With four weeks to go in the semester classes are in full-gear and my workload is continuing to increase, so I have had ample opportunities to change my everyday behaviors and work towards my goal of going paperless. This has been more challenging than I expected. Although I am enjoying getting to use my iPad everyday to do readings for my classes, I’ve found it’s taking me longer to finish readings. For example, last week it took me over an hour to complete the McShane reading when it should’ve only taken me half that time because it was a relatively short reading. I had to keep going back and re-reading sections because I was having a hard time staying focused because I wasn’t physically putting my finger on the page and manually flipping it. I was also having a difficult time getting used to annotating the reading using the Adobe app I downloaded. The highlighter wasn’t working exactly as I wanted because as I traced my finger along the sentences I wanted highlighted, the highlighter would jump and highlight the next line that I didn’t necessarily want highlighted. I also haven’t quite figured out how to take notes in the margins. However, the hardest part of this challenge has been organizing my notes for the readings when studying for quizzes. I usually like to have “finished studying” and “need to study” piles when reviewing readings, and using digital copies doesn’t allow me to do this. I know this is going to be very difficult over the next week while studying for the next exam.
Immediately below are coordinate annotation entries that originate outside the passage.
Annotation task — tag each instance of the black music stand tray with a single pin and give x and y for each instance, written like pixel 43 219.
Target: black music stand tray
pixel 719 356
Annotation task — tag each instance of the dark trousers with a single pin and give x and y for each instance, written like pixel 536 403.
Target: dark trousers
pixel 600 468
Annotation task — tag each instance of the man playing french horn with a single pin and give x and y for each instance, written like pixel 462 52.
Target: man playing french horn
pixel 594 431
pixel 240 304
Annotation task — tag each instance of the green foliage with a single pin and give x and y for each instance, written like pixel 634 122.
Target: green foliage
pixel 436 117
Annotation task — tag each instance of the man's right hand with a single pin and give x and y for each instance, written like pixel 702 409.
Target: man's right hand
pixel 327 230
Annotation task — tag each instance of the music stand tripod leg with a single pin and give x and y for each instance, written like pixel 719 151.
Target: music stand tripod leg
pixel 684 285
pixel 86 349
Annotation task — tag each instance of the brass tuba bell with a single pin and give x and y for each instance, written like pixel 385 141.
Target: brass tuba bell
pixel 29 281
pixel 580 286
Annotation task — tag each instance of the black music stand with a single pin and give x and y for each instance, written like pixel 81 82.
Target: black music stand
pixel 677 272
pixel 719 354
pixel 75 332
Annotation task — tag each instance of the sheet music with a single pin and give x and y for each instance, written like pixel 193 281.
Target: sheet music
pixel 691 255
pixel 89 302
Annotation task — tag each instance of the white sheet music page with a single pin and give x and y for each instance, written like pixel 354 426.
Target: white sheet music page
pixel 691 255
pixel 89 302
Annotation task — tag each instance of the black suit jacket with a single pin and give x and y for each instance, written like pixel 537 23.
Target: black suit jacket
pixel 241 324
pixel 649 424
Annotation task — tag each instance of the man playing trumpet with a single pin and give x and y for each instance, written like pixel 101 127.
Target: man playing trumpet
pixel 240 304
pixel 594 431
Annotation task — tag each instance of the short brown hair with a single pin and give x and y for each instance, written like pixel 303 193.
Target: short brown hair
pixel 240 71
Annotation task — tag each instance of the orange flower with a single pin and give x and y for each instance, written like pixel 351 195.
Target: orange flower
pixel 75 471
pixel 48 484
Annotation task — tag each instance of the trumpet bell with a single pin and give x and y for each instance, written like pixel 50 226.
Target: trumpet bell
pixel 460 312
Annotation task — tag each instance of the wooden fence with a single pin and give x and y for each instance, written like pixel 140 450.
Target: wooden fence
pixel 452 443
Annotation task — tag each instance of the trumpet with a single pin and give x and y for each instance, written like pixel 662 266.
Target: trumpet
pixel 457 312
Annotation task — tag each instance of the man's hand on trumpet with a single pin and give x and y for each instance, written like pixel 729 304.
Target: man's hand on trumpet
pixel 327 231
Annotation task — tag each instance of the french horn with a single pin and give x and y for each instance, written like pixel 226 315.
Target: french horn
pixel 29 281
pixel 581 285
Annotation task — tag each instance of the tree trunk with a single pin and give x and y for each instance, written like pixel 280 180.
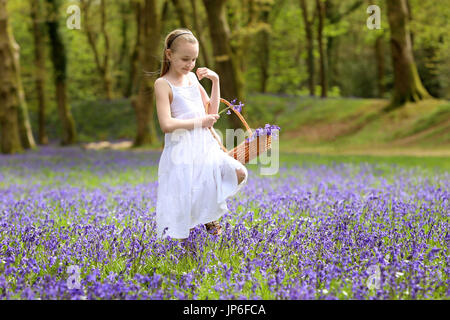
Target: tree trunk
pixel 124 74
pixel 204 56
pixel 9 99
pixel 39 58
pixel 103 67
pixel 231 81
pixel 379 58
pixel 58 54
pixel 151 24
pixel 133 83
pixel 264 57
pixel 309 45
pixel 322 56
pixel 407 83
pixel 25 132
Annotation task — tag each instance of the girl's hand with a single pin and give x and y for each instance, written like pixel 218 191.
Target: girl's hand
pixel 206 73
pixel 209 120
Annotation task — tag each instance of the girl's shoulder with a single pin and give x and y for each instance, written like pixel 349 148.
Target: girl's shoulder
pixel 161 82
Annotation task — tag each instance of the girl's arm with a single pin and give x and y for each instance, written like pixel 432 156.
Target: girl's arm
pixel 166 122
pixel 215 90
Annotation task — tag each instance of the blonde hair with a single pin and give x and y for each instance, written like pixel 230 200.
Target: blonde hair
pixel 169 43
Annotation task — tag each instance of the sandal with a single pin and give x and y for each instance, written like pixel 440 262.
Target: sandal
pixel 214 228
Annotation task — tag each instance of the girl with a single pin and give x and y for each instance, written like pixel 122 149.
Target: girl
pixel 195 176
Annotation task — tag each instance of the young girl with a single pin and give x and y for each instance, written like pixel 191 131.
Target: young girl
pixel 195 176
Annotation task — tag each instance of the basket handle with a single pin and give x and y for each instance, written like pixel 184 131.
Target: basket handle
pixel 239 116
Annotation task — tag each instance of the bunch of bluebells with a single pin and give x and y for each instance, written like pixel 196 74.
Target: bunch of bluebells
pixel 270 130
pixel 237 107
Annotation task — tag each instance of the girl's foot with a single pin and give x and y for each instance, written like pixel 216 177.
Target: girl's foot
pixel 214 228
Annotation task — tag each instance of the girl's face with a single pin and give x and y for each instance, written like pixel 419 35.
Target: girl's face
pixel 182 60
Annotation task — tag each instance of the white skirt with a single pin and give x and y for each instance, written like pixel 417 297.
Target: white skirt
pixel 195 177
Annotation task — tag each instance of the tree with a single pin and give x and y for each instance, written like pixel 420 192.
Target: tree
pixel 322 55
pixel 150 32
pixel 103 65
pixel 407 83
pixel 308 22
pixel 38 29
pixel 58 55
pixel 334 15
pixel 231 80
pixel 9 100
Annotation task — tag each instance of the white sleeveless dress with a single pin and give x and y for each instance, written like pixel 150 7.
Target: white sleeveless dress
pixel 195 176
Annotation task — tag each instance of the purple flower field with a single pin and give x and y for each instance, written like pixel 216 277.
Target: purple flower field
pixel 341 231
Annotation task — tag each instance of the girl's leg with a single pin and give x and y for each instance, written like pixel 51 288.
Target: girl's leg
pixel 240 173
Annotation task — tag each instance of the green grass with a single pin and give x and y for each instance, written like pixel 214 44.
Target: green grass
pixel 331 125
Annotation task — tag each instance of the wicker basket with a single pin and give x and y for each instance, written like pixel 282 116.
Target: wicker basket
pixel 245 151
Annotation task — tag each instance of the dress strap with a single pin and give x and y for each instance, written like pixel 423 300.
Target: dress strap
pixel 168 82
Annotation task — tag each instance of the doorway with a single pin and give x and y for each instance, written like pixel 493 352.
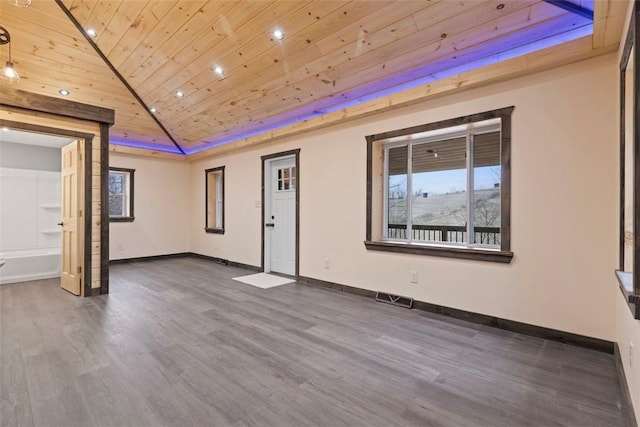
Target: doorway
pixel 280 219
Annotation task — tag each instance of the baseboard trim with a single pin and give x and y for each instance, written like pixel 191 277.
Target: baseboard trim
pixel 624 387
pixel 482 319
pixel 225 262
pixel 149 258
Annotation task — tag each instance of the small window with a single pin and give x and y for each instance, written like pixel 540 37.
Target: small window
pixel 444 188
pixel 214 183
pixel 121 195
pixel 287 179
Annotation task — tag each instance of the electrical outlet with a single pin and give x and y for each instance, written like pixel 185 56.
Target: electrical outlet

I am enjoying having smaller folders to carry around that are not packed full of readings and only contain printouts that were given out in class. My now thinner folders are serving as reminders of my quest to live more sustainably and making me feel good about it. I have started to think about other things I can do to reduce my paper use, and while researching this, I came across an initiative that Yale University has put in place in attempt to go paperless. The top link below describes how 500 sheets of paper uses 6% of a tree and how there are many “hidden costs” associated with paper use that are mainly linked to printing, both of which have served as Yale’s motivations for going paperless. Yale has set a goal to reduce paper use by 10% over the next 3 years and has created a website where members of the community can go to get ideas about what they can do to reduce their paper use (the second link posted below).
Participating in the challenge thus far has made me realize how dependent we are on paper and how difficult it is to break habits. But I am also realizing that the benefits of going paperless will outweigh the work it takes break these habits. I hope that others can realize this too and share my joy of having thinner folders.